Augure est un premier long métrage fulgurant qui a décroché le Prix New Voice dans la sélection Un Certain Regard du 76ème festival de Cannes. Baloji propose un point de vue inspiré, neuf et cash sur l’identité d’un homme. Un personnage né en République Démocratique du Congo qui a grandi en Europe et retourne après plusieurs années dans son pays d’origine, au sein de sa famille sur les traces des siens restés là-bas. Dotée d’une puissance narrative indéniable cette fresque sur le retour en Afrique extrêmement complexe flirte avec le film de genre.

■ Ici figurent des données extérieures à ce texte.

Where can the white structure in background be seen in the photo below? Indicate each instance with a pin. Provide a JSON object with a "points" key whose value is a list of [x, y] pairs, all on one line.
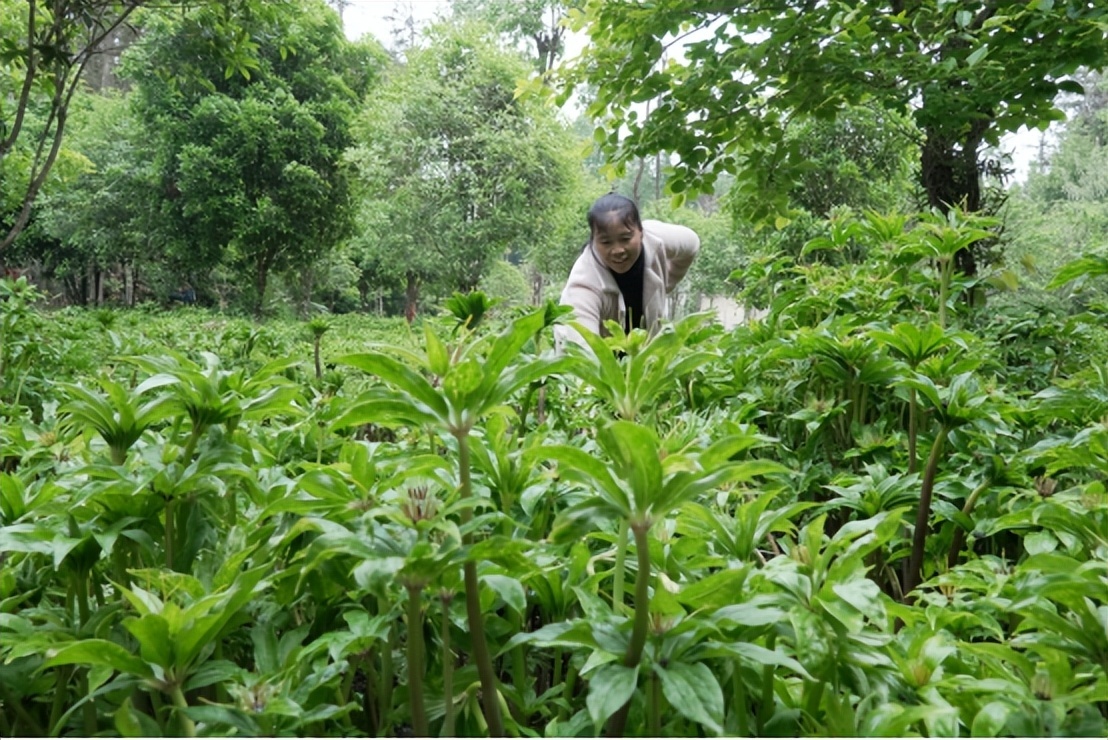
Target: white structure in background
{"points": [[728, 311]]}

Augure fait partie des films en lice pour la Caméra d Or qui récompense la meilleure première oeuvre.
Koffi, Marc Zinga, vit en Belgique depuis quinze ans. Il revient à Lubumbashi pour s’acquitter de sa dot, accompagné par sa future femme Alice, Lucie Debay. Rempli d’espoir, d’attente et de fierté, l’homme est nourri des pensées positives liées à ce prometteur retour en Afrique. Attaché à faire les choses parfaitement, il souhaite régler sa dot en même temps qu’il présente sa blonde fiancée enceinte de jumeaux. Exit sa coupe afro, il espère plaire à tous, intégrer le cadre familial, se fondre dans les traditions, mais c’est une confrontation frontale qu’il va subir face aux préjugés et à la suspicion des siens. C’est un monde complexe, parfois absurde que nous décrit Baloji dans son film qui porte une écriture nerveuse, forte, aussi puissante que le milieu qu’elle décrit. La première scène du film est onirique avec cette femme qui galope sur son cheval au milieu de poupées suspendues dans le désert tels des épouvantails et finira près d’un point d’eau. Par là-même comme par cette revisite d’Hansel et Gretel des frères Grimm, le cinéaste touche au conte. Le couple d’européens sombre presque dans un cauchemar quand le sang du nez de Koffi tombe malencontreusement sur le bébé de sa soeur. Il y a forcément malédiction. Cet univers est à des lustres de celui du couple. Baloji convoque toute l’imagerie des esprits et de la sorcellerie africains. Ceux-ci sont superbement et judicieusement mis en scène par le cinéaste qui s’en sert pour investir le film de genre. On frôle le fantastique dans le retour de ces traditions ancestrales.
Au delà des conditions de vie en Afrique, le film questionne également d’autres thèmes centraux. La place de la femme et la question du départ à travers le personnage de Tshala, Eliane Umuhire, la soeur de Koffi qui se détache des croyances traditionnelles pour réfléchir aux siennes. La responsabilisation autant que l’infantilisation du frère aîné qu’est Koffi. Si l’oncle lui reproche une coupe de cheveux pas assez nette, il lui souffle aussi à l’oreille les responsabilités qui lui incombent en tant qu’aîné de la fratrie. Baloji nous offre aussi des moments surréalistes, uniques dans une vision folle du monde. Comme ce moment où un mineur noir entonne Les Corons de Pierre Bachelet hymne des mineurs du nord de la France transposé dans un bus en Afrique.
Le film est un point de vue singulier sur le difficile retour dans le pays d’où l’on vient quand la différence entre deux mondes constitue un abysse. On sent l’histoire personnelle derrière ce récit foisonnant qui allie avec intelligence le réel à l’imaginaire.